Google Motion Charts: From Data to Information
The spreadsheet itself requires:
The first column be entity data (place names, events, etc.)
The second column to be formatted as ‘Date’
The third and following columns to contain your chart-worthy data.
A simple example can be found below depicting historical weather station information for three cities in the Western United States. This information was downloaded from the Western Regional Climate Center and imported manually into a google docs spreadsheet. As we can see, we have a variety of different ways to explore the data, and hopefully, synthesize them into useful information for decision makers in a best case scenario.
Above: Markers indicate the cities in which weather station data was collected.

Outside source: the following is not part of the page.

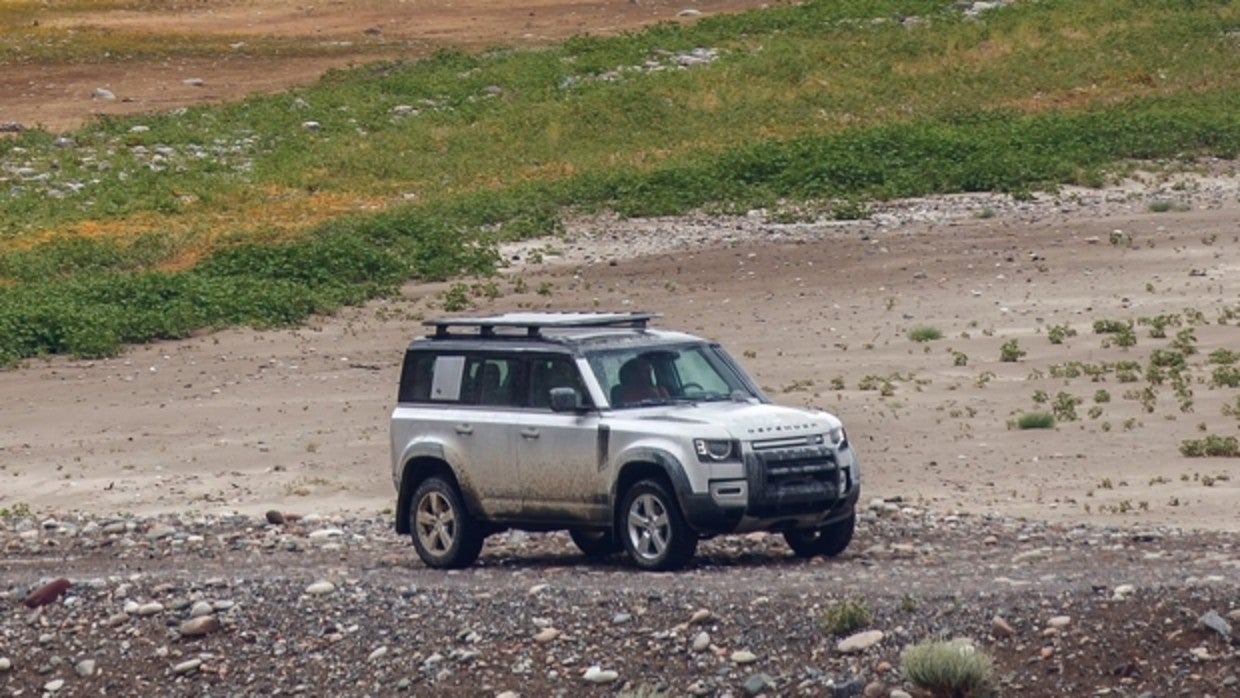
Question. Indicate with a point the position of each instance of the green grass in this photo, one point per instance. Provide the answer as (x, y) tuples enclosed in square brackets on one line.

Above: Google Motion Chart Gadget. NOTE: The data are actually compiled monthly averages from 1971-2000. For the sake of simplicity however, i fed the date column in a format of ‘Jan-1’ which turns out automatically appends the current year. The proper date should read for example, ‘1/1’ rather than ‘1/1/09’.
In any event, in a data rich GIS environment, we can easily succumb to ‘data overload’. This creates a barrier for decision makers in understanding their situations, and as such can lead to poor planning. Through the careful use of data visualization tools such as this, however, decision makers can be empowered to quickly analyze data in a variety of ways, creating useful information on-the-fly and without the use of specialized GIS technical know-how.
At least I think that’s how it works.